Le lieutenant grimaça. Un bien mauvais départ dans cette enquête.
- Passez me voir en début d’après-midi. Il y a de grandes chances que je puisse éclairer d’avantage votre lanterne. Du moins, je l’espère. Les tueurs sont bien actifs en ce moment.
Un bref geste de la tête pour saluer l’assistant et le flic quitta la pièce, stylo et carnet entre les doigts.
Ne pas repartir bredouille, le seul objectif à présent. Devant la maison, l’un des deux officiers ayant découvert la victime patientait avec un homme. Un témoin, sûrement. Sans doute pourrait-il se procurer auprès d’eux de quoi sustenter sa réflexion.
Les techniciens épluchaient encore la cuisine, impossible d’y pénétrer sans les perturber. Il attendrait le rapport et les clichés pour se faire une idée. Le pas de la porte franchi, l’homme se débarrassa de sa tenue qu’il jeta dans un bac spécifique et se présenta :
- Lieutenant Edouard Levalet, brigade criminelle, DPJ de Paris.

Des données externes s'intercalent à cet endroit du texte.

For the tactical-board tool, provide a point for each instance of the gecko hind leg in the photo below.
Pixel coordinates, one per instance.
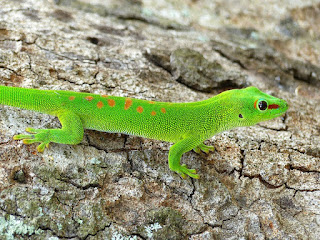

- Je suis Gérard, Gérard Malino. C’est moi l’appel à la police et croyez-moi, ça me démangeait depuis un bon moment !
Le témoin n’attendit pas et raconta son récit. L’étrange présence d’une voiture durant plusieurs jours, à des heures qu’il avait qualifiées de peu « chrétiennes ». Les lumières sur courant alternatif en plein milieu de la nuit. Il avait essayé de s’approcher au plus près pour mettre un visage sur ces mouvements inhabituels, mais la peur l’avait dissuadé au dernier moment.
Levalet prit quelques notes sur les éléments pouvant avoir une pertinence, couleur et modèle approximatif du véhicule, vague description d’un individu, il n’irait pas très loin. Il assura à son interlocuteur qu’il serait convoqué pour que tout soit acté en bonne et due forme. L’homme s’en félicita et s’éloigna pour rejoindre le groupe de badauds près des voitures.
- Et vous ? lança le lieutenant en se retournant.
- Brigadier N’goko. J’ai été dépêché pour me rendre ici avec mon collègue suite à l’appel au central. A notre arrivée, nous avons pénétré dans l’habitation. L’odeur étant intenable, nous sommes ressortis et mon coéquipier a monté la garde pendant que j’explorais l’intérieur.
- Pas de présence suspecte ?
- Non, si ce n’est le corps de la victime. Nous avons demandé immédiatement des renforts après la découverte. L’inspection des alentours a mis à jour un feuillage cassé sur une trentaine de centimètres de largeur, mais aucune empreinte.
Le brigadier lut la déception du supérieur. Peu coutumier de ce genre d’affaire, il n’imaginait pas qu’une coquille vide dans un dossier criminel était le pire des scénarios envisageables. Bien malgré lui, il asséna le coup de grâce :
- Et… nous n’avons pas trouvé d’élément d’identification, conclut le jeune agent.
Maigre butin pour le lieutenant qui fronça des sourcils. Levalet nota dans son carnet de demander une copie des actes que les brigadiers rédigeraient. Un détail, même le plus anodin, pouvait avoir son importance. Le meurtrier semblait avoir tout prévu pour entraver les forces de l’ordre. Un corps, des éléments disparates et aucune piste. La combinaison idéale pour échapper à la justice.
Mais le crime parfait n’existait que dans les livres.